Baron Ernst Friedrich Ulrich Hans von Wangenheim (born July 4, 1859 in Georgenthal near Gotha ; † October 25, 1915 in Constantinople ) was a German diplomat from the von Wangenheim family . During the First World War he was the German ambassador to Constantinople and reported on the genocide of the Armenians .

origin

His parents were the Saxon-Coburg-Gotha forester Alexander von Wangenheim (* 23 September 1829 - 29 May 1908) and his wife Sophie Frederike Helene von Zech (* 19 December 1838; † 1 August 1898).

Career in the diplomatic service

Hans von Wangenheim was the German envoy in Buenos Aires from 1901 to 1904 , and then worked in the same function in Mexico City . 1908/09 he was Prime Minister in Tangier . In 1909 he became ambassador to Athens , and from 1912 until his death in 1915, he became German ambassador to Constantinople.
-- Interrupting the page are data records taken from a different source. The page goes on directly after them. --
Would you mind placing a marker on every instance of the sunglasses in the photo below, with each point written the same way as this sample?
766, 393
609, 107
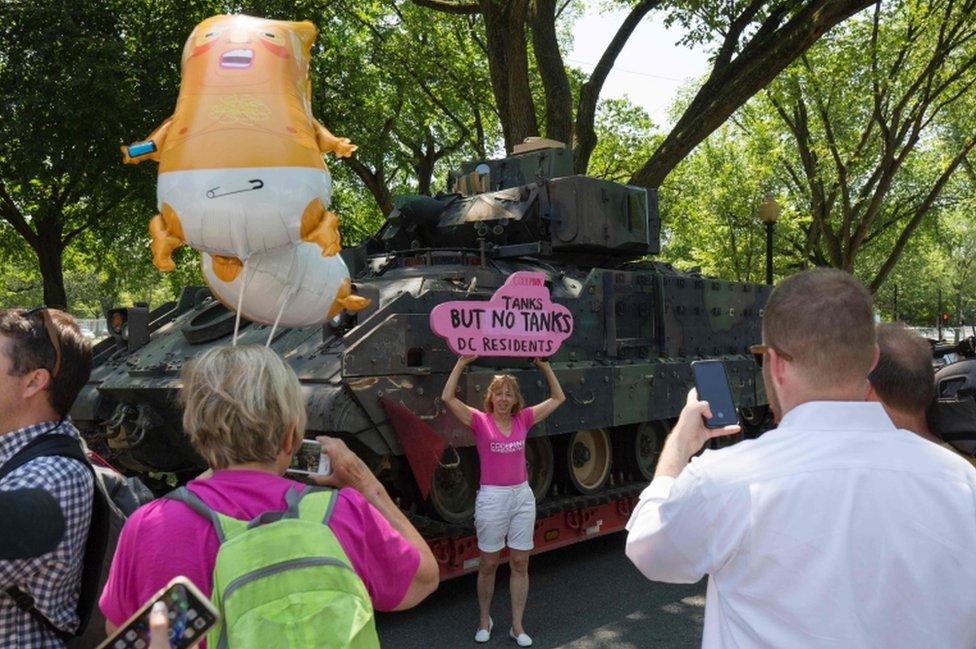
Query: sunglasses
52, 335
759, 353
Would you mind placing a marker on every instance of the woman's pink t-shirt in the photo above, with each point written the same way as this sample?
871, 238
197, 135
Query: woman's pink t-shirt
165, 538
502, 456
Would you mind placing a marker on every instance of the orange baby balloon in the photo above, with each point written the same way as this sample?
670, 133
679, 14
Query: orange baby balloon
240, 159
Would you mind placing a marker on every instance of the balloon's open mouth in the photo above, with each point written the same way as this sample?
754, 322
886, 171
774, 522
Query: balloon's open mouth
237, 59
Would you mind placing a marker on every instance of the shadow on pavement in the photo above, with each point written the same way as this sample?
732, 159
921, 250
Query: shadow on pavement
587, 596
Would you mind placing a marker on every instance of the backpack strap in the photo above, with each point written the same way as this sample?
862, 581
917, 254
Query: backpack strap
57, 445
45, 445
317, 508
317, 505
191, 500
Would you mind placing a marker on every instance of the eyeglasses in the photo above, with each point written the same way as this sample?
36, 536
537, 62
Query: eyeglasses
52, 335
760, 351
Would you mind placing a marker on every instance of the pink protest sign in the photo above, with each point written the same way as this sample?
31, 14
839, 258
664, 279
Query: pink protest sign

He was followed by Paul Graf Wolff Metternich zur Gracht in this position.

Genocide against the Armenians

When more and more details about the genocide of the Armenians became known to the German diplomats from around May 1915 , Wangenheim initially hesitated to discuss the deportations and massacres of the Armenian minority in the Ottoman Empire . On July 7, 1915, he reported to Berlin that the Armenians had also been deported from provinces that were not threatened by invasion:

"This measure and the way in which the resettlement is carried out shows that the government is actually pursuing the purpose of destroying the Armenian race in the Turkish Empire."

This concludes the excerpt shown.